Key idea

"Why is training slow?" has a small set of answers. The four candidates: the GPU is waiting for data (data-loading bottleneck), the GPU is waiting for the network (communication bottleneck in distributed), the GPU is doing the wrong thing (small ops, kernel launch overhead), or the model genuinely takes that long (compute-bound). Profile first; optimise the actual bottleneck.

The first question: is your GPU utilisation high (~90%+) or low? nvidia-smi -l 1 tells you. Low util almost always means a CPU bottleneck — data loading is the usual culprit. High util means you're compute-bound; further speedup needs kernel-level or precision changes.

The standard tools. nvidia-smi for utilisation. PyTorch profiler for op-level timing. cProfile for Python-side. py-spy for sampling without restart. Chrome trace viewer for everything.

The 4 bottlenecks

  • Data loader: GPU idle, CPU pegged. Fix: more num_workers, prefetching, faster format (Parquet, WebDataset)
  • Communication: small bursts of GPU activity, gaps between. Fix: gradient accumulation, gradient bucketing, faster interconnect
  • Small ops: kernel launch overhead dominates. Fix: torch.compile, kernel fusion, larger batches
  • Genuine compute: GPU pinned, no idle. Fix: mixed precision, more efficient architecture, more / better hardware

Common mistakes

  • Optimising before profiling
  • Trusting wall-clock without isolating the cause
  • Profiling on the warm-up step (cudaMalloc dominates)
  • Forgetting to torch.cuda.synchronize() before timing
import torch
from torch.profiler import profile, ProfilerActivity

# PyTorch profiler — both CPU and CUDA, with shape info
with profile(
    activities=[ProfilerActivity.CPU, ProfilerActivity.CUDA],
    record_shapes=True,
    profile_memory=True,
) as prof:
    for step in range(5):
        train_one_step()

# Top operators by GPU time
print(prof.key_averages().table(sort_by="cuda_time_total", row_limit=20))

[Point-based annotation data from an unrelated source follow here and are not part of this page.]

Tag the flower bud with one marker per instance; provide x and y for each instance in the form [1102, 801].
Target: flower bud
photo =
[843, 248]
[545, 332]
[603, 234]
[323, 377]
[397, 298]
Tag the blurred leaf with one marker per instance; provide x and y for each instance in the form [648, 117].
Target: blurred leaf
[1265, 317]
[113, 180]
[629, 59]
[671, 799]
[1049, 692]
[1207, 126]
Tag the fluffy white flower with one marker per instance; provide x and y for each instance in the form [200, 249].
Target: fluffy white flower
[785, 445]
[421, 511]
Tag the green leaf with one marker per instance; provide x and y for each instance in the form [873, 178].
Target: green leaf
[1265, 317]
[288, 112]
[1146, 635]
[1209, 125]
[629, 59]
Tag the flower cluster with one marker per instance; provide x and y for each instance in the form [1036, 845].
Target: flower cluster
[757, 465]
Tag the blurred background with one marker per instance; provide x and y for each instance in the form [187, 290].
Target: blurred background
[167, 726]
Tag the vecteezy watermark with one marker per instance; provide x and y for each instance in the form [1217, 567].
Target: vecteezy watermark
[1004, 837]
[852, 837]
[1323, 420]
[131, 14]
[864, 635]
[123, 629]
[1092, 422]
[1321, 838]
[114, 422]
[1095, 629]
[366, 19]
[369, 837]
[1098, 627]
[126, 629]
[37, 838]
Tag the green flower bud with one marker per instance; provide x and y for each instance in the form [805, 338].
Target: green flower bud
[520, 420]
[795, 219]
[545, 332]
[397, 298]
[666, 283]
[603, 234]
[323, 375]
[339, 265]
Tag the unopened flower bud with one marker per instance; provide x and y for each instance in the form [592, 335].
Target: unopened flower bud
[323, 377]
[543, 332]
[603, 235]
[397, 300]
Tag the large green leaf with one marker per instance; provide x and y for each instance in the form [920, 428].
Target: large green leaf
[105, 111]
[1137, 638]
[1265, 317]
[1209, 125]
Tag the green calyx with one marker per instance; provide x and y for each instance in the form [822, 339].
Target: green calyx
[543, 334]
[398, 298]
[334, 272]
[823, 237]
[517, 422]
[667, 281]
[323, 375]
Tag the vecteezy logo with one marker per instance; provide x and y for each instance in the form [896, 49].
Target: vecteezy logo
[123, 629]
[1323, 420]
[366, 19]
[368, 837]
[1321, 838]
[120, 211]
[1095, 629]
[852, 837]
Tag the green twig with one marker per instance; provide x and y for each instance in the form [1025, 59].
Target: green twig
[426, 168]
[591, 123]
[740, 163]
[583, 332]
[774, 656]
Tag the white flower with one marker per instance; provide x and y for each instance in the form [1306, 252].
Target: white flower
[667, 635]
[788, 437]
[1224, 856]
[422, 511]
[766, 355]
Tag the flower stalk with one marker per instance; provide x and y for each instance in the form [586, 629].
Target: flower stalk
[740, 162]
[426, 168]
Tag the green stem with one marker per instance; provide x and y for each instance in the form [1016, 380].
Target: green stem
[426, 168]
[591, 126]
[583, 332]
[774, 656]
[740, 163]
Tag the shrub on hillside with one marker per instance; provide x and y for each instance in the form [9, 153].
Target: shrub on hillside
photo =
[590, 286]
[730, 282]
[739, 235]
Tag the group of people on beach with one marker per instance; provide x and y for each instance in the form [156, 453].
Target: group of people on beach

# Or export Chrome trace, view in chrome://tracing
prof.export_chrome_trace("trace.json")
Want kernel fusion, memory profiling, & the data-loader recipes?
Throughput formula $$ \text{throughput} = \frac{\text{batch size} \times \text{steps/sec}}{\text{world size}} $$
  • Compare across configurations — the same compute, more throughput is the goal
  • Plot vs batch size: throughput plateaus when you hit the compute bound

The PyTorch profiler. Captures CUDA kernels, CPU ops, memory allocations, and (optionally) stack traces. Export to Chrome trace and view in chrome://tracing or Perfetto. Shows the gap pattern between kernels — the gaps tell you where the GPU is waiting.

Memory profiling. torch.cuda.memory_summary() for a snapshot. torch.cuda.memory._record_memory_history() for a full timeline (PyTorch 2.0+). Plotted via memory_viz — shows every allocation over time.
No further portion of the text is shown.